Как правило, все так и происходило. И казалось, будто так и надо.
Отношения между ним и жителями деревни определенно были очень странными. Все мужчины обращались с ним как с тупицей, но, похоже, про себя они сомневались, таков ли он на самом деле. Женщины, как и мужчины, считали его дураком, но казалось, что в душе им хочется его защитить. И это было не просто сострадание. Как бы то ни было, он жил на содержании у всей деревни и уже стал одним из членов общины, хотя хорошим работником не был, не обладал умениями, каких не было у других, и не развлекал жителей шутками и смешными историями.
Но один случай немного прояснил мои сомнения. Я уже работала в деревне шесть или семь месяцев и однажды, вернувшись из школы, увидела, что на лужайке перед домом, где я снимала комнату, случился какой-то переполох. Молодой парень придавил Кэчхоля к земле, но, странное дело, ни нападавший, ни лежавший на земле не произносили ни слова. Парень молча бил Кэчхоля то ли палкой, то ли поленом куда придется, а Кэчхоль, как всегда, лишь изредка постанывал, съежившись.
Я не знала, что делать, и просто стояла и смотрела, а вокруг стали собираться жители деревни. Они-то и объяснили причину жестокого избиения.
— Хвачхон, что это ты делаешь?
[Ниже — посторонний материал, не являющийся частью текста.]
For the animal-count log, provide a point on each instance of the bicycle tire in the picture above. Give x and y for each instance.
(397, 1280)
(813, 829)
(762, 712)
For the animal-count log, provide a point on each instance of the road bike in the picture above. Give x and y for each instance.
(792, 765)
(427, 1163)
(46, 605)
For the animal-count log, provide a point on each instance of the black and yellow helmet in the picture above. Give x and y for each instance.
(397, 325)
Мы же всё друг про друга знаем и друг за другом смотрим, неужто могло случиться что-то из ряда вон выходящее?
— Дядя Хвачхон, успокойтесь. Разве этот тупица способен натворить что-нибудь серьезное?
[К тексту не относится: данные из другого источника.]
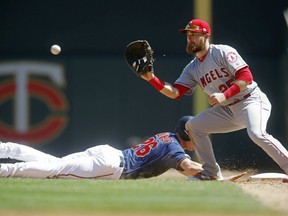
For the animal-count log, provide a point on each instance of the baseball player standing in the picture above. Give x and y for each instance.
(237, 101)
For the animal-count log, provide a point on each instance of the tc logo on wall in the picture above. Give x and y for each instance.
(33, 106)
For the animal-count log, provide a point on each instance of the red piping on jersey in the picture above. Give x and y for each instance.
(157, 83)
(181, 89)
(244, 74)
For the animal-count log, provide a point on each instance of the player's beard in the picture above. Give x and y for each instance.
(192, 48)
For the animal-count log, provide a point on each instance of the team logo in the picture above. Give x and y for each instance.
(33, 107)
(231, 57)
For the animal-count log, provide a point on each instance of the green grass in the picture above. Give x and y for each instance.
(149, 195)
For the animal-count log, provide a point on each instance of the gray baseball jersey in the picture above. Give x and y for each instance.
(249, 109)
(216, 73)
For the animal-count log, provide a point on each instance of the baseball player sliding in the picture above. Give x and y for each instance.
(237, 101)
(147, 159)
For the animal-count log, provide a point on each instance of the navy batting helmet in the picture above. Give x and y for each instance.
(180, 127)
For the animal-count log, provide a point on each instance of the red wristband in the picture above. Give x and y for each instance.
(233, 90)
(157, 83)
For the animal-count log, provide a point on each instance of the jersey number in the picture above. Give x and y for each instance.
(145, 148)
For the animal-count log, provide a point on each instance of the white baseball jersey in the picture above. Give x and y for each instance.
(216, 73)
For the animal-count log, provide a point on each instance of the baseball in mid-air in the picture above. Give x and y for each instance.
(55, 49)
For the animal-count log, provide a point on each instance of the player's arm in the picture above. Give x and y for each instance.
(189, 168)
(167, 89)
(243, 79)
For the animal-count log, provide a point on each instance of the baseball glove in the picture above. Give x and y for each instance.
(139, 57)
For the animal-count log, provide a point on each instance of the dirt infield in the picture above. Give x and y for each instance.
(273, 193)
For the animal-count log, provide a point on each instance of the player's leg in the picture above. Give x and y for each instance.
(214, 120)
(105, 166)
(23, 152)
(256, 116)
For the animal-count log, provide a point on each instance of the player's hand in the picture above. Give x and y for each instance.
(147, 76)
(216, 98)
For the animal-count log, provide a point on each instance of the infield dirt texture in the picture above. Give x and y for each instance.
(169, 194)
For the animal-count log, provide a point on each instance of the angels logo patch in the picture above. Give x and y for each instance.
(231, 57)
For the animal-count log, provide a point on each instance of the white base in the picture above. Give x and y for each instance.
(271, 176)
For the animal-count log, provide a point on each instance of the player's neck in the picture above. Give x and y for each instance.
(201, 54)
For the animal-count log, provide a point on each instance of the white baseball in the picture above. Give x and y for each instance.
(55, 49)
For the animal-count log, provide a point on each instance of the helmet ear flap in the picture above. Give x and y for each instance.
(180, 128)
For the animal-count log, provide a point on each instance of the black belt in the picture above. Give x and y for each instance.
(240, 99)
— Верно, Хвачхон, ты же посмешищем себя выставляешь. Наш род живет здесь уже триста лет, и ни одну женщину еще не изгнали за измену.
Мужчины все как один пытались усмирить Хвачхона, но мне казалось, что убеждают они скорее себя, чем его.
— Хвачхон, послушай. Не позорь свою семью. Разве мало на свете мужчин, чтобы ей с таким тупицей связываться?
— И правда, зачем твоей жене этот придурок, когда есть ты, такой достойный мужчина?
— Не перегибай ты палку, веди себя достойно. Это же кастрат, ему уже за сорок, куда ему о женщинах мечтать…
Так говорили женщины постарше, и их слова о том, что не нужно бить дурачка, звучали как волшебное заклинание, призванное спасти Кэчхоля. Но еще более странно вели себя молодые женщины, которые не осмеливались осадить драчуна. Их сердитые взгляды были устремлены не на Кэчхоля, а на парня, который размахивал поленом.
К счастью, переполох продолжался недолго. Однако благодаря этому происшествию я стала смутно догадываться о том, почему жители деревни терпят Кэчхоля. Ведь все здесь приходились друг другу родственниками и сразу замечали, если кто-то нарушал приличия. Конечно, появление Кэчхоля и то, что он остался здесь, в этой отрезанной от мира деревне, имело отношение к тому, что называется физиология.
Я еще больше утвердилась в своем предположении, когда случайно подслушала, о чем шептались у ручья местные женщины. В ту летнюю ночь было очень душно, я вышла к ручью ополоснуть ноги и, вероятно, оттого, что вода хорошо отражала звук, ясно слышала их шепот, хотя стояли они далеко.
— Разве ребенок из дома Ёнгок непохож на Кэчхоля?
— Сестра, не говори так. Хочешь, чтобы бедного Кэчхоля опять избили до полусмерти?
— А что такого, я ведь просто говорю.
— И все же… ведь Кэчхолю некуда будет пойти, он же дурачок.
— Ну да, тупица он. Ясное дело — дурачок.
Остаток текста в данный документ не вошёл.